TerenceCYJ/S2HAND

Question about GT and training parameters

Closed this issue · 4 comments

Hello Yujin,

Thank you for sharing the great work!

I'm confused about the generation of pseudo masks in ground truth and training.

  1. From this issue, some masks of samples in GT are not quite accurate and even complete black. How do you separate them, and why the results of some segmented GT are unacceptable?
  2. I noticed that in your code, you used textures whose shape were like (faces.shape[0], faces.shape[1], texture_size, texture_size, texture_size, 3). What's the mean of three 'texture_size'? And will a bigger texture_size induces better rendered RGB images?

Thanks!

Hi.

  1. The mask here is from the rendered silhouette of the estimated mesh, so if the estimated mesh is not accurate, so will the mask.
  2. We use texture_size=1 for each mesh face, it may get better results if with a more detailed texture for each face (texture_size>1), but I am not sure it helps in this case or not.

@TerenceCYJ
Thanks for your quick reply!

For Q1, why not use an off-the-shelf silhouette separator to preprocess the GT? Some samples in this issue are weird, and using the correct foreground image can give good supervision to the shape of hand and reduce the impact of background.

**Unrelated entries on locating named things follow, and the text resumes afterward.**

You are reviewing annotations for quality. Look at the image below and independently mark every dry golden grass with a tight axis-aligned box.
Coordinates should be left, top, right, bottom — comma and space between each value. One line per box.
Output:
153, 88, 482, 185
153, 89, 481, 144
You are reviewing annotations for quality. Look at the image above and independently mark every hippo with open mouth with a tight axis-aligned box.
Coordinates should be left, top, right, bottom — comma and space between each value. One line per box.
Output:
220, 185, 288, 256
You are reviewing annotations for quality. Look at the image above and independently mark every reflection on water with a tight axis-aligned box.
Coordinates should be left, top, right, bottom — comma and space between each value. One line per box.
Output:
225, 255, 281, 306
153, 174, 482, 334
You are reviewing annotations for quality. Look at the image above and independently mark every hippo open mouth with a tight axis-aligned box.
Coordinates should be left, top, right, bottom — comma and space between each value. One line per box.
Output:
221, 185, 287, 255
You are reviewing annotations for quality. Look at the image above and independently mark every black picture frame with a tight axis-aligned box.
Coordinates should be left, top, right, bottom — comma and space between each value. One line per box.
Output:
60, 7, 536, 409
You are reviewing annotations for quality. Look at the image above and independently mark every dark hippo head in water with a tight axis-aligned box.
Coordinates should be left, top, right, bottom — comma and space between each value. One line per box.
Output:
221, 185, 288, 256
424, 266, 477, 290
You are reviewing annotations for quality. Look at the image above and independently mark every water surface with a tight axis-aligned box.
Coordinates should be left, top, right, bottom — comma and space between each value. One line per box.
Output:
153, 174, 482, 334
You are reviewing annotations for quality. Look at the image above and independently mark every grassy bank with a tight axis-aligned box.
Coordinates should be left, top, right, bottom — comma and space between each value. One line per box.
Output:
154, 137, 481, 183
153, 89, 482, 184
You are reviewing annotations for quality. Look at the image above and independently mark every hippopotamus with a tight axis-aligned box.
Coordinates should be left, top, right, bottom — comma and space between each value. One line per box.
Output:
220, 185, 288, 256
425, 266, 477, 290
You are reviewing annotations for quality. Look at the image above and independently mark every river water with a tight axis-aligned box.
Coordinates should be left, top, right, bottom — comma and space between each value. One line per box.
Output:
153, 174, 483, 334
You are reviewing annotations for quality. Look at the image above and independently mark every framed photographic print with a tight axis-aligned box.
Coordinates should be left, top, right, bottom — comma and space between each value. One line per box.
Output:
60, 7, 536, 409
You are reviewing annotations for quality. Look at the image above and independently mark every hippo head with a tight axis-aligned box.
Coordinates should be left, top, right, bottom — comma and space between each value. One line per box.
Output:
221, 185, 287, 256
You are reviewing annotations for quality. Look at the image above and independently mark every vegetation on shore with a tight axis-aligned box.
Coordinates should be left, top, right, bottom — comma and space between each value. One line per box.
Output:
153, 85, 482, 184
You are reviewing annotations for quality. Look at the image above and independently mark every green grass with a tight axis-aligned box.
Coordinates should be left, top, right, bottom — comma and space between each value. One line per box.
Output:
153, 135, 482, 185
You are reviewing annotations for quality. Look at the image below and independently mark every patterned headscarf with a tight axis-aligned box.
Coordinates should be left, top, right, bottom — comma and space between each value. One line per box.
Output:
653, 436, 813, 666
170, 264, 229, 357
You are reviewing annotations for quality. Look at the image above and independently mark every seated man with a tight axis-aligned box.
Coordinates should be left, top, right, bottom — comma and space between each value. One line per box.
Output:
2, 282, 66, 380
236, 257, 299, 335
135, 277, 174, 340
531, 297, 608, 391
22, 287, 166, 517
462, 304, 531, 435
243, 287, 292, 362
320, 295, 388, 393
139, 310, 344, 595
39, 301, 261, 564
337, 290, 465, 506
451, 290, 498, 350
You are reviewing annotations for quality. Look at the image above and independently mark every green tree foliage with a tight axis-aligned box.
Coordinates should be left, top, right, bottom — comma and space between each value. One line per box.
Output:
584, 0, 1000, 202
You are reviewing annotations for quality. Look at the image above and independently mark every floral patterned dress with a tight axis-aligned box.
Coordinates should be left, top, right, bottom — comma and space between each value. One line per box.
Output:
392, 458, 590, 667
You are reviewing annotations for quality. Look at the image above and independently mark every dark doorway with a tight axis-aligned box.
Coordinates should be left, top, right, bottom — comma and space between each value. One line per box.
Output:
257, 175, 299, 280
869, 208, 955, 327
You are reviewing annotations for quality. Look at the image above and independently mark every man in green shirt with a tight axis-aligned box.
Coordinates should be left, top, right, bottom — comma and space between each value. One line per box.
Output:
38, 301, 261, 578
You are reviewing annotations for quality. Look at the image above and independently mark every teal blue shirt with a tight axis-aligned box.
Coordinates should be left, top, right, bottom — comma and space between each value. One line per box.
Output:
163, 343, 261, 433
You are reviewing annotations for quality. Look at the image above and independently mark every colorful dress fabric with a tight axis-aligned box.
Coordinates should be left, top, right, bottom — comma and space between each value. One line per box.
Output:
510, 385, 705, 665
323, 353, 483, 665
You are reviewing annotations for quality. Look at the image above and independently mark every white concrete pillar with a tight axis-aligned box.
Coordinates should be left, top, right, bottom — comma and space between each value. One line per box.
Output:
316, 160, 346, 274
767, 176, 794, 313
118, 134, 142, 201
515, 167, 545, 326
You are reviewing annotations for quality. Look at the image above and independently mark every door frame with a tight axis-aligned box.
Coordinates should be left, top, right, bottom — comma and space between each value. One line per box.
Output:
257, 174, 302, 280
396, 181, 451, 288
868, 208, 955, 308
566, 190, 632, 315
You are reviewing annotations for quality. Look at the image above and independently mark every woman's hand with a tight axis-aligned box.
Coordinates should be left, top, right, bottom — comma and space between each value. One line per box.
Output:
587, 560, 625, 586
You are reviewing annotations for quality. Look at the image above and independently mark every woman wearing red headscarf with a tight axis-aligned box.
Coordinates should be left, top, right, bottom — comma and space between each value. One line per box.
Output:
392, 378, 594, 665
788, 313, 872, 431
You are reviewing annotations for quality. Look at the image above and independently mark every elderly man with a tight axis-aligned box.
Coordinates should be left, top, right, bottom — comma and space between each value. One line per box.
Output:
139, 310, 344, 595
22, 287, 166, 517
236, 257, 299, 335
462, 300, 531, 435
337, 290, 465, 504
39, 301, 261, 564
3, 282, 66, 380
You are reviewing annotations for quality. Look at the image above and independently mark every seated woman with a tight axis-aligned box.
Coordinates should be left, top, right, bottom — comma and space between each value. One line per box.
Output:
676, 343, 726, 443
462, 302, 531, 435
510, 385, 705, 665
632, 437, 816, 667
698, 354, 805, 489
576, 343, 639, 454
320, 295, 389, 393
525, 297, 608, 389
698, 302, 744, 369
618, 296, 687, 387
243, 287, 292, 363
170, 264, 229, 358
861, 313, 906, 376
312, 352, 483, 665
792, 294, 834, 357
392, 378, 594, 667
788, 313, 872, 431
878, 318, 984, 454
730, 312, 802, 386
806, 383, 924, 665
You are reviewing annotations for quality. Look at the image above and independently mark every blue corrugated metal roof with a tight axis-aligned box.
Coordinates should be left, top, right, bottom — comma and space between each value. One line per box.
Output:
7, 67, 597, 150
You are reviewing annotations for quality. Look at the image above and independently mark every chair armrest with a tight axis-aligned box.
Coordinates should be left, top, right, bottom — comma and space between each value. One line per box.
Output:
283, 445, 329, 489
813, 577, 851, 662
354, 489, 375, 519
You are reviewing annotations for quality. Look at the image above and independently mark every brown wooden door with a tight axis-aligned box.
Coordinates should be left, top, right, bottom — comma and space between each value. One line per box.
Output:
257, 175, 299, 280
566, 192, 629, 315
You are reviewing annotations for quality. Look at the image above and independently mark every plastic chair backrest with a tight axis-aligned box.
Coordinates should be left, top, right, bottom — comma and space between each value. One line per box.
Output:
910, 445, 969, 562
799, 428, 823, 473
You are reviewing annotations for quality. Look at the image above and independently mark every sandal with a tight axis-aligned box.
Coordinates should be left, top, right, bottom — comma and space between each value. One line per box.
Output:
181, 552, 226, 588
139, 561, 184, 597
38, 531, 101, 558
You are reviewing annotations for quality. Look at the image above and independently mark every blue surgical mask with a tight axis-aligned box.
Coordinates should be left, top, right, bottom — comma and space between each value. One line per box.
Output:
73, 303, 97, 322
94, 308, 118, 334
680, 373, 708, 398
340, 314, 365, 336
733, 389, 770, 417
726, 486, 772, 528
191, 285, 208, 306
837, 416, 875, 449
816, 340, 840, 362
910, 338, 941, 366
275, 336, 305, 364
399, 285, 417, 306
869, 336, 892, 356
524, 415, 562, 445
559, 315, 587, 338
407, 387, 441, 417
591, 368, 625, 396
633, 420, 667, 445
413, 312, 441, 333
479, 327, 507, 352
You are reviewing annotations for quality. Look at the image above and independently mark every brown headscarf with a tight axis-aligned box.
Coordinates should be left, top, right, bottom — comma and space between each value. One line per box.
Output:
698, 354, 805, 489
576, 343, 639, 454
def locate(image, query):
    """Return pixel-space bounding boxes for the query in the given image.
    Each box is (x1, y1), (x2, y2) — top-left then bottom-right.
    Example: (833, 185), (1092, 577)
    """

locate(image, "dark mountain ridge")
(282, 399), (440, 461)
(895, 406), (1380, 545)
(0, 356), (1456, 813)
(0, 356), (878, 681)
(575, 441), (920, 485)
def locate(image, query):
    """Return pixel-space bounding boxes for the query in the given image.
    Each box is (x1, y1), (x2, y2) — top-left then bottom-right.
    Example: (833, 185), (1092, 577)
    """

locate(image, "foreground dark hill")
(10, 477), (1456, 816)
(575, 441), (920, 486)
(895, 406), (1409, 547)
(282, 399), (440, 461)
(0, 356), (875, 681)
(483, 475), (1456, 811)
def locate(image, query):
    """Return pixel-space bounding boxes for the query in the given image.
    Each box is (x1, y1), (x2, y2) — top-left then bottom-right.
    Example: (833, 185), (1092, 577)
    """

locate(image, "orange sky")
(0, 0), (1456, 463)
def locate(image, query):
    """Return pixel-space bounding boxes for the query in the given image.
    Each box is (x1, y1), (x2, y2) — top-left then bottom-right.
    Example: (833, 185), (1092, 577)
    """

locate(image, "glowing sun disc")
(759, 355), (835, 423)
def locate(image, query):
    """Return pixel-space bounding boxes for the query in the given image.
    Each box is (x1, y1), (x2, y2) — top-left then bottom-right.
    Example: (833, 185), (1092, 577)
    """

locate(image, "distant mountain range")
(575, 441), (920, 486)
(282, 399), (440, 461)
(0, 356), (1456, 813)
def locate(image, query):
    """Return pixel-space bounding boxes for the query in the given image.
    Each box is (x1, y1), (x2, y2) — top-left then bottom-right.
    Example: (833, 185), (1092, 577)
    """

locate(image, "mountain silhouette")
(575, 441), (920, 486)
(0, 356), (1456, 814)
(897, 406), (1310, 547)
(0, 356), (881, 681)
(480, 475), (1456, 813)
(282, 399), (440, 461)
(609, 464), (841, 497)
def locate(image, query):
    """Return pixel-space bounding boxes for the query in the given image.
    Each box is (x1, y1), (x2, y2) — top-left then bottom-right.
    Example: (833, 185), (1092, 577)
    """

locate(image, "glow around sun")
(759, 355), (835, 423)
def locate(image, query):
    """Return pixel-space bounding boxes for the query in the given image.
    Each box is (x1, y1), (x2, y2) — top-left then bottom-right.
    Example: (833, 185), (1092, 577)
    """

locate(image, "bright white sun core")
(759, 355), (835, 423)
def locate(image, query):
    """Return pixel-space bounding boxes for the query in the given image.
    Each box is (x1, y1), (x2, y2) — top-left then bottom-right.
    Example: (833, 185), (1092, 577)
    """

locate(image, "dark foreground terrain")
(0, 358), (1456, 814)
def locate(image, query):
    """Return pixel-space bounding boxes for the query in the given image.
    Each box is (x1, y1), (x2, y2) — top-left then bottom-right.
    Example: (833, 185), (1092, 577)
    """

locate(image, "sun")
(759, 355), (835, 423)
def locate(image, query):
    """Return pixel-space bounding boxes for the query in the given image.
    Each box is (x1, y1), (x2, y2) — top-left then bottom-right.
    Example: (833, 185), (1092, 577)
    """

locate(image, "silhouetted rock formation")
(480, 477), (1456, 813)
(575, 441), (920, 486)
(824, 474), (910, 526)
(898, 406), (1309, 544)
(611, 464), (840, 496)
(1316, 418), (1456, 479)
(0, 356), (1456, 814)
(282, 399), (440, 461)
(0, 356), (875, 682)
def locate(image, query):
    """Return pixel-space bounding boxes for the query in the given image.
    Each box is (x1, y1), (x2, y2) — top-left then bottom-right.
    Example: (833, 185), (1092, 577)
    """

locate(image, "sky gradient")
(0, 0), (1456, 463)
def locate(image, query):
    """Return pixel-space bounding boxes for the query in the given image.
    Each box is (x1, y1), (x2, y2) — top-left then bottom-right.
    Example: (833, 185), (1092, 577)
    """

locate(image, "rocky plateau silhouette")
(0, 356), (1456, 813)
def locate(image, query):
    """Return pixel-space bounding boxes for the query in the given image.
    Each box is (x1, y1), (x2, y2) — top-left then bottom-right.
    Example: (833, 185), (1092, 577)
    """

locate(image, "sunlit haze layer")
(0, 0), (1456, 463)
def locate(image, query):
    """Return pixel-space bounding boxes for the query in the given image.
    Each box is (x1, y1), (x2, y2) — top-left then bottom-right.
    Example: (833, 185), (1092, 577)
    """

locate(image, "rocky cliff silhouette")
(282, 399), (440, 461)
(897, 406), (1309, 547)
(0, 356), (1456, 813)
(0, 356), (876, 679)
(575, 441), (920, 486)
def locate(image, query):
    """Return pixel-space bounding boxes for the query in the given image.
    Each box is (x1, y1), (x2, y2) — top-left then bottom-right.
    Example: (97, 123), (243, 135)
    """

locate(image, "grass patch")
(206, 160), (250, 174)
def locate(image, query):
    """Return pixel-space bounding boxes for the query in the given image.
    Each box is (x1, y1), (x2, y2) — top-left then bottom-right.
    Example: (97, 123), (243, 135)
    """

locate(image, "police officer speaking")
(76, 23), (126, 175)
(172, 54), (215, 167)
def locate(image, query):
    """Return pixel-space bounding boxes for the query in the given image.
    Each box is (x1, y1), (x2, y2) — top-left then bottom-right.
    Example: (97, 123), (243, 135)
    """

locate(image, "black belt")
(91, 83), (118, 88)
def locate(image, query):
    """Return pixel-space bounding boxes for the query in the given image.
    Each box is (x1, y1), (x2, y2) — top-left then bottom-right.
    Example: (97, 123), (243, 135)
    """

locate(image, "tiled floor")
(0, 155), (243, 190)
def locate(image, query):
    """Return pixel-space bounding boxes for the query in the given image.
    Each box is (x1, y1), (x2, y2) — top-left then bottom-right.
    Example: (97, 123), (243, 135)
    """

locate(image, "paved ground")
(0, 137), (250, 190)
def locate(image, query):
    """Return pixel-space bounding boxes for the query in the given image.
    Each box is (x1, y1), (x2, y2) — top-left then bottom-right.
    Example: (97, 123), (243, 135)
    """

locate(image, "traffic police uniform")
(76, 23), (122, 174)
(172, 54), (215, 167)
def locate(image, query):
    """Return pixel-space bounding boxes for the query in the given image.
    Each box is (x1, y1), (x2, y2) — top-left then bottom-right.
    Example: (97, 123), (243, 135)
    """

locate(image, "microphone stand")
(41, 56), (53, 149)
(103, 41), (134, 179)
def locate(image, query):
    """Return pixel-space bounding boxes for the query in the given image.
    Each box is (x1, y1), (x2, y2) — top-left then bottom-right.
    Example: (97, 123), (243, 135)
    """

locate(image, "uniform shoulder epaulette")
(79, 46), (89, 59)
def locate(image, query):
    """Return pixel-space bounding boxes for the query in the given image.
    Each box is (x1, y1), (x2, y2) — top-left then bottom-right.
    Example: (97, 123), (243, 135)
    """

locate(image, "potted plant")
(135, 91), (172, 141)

For Q2, do you think the 1*1*1 texture_size is enough for the generation of the rendered RGB image?

Hi.

  1. Yes, I think if the off-the-shelf "silhouette separator" is accurate, then it would be helpful. But I find it is hard to find one. The rendered silhouette can not necessarily be inaccurate if the predicted 3D mesh is good (given the 2D keypoints as supervision).
  2. I think the 111 texture size of each mesh face is enough in our case.

Thanks! I am clear now.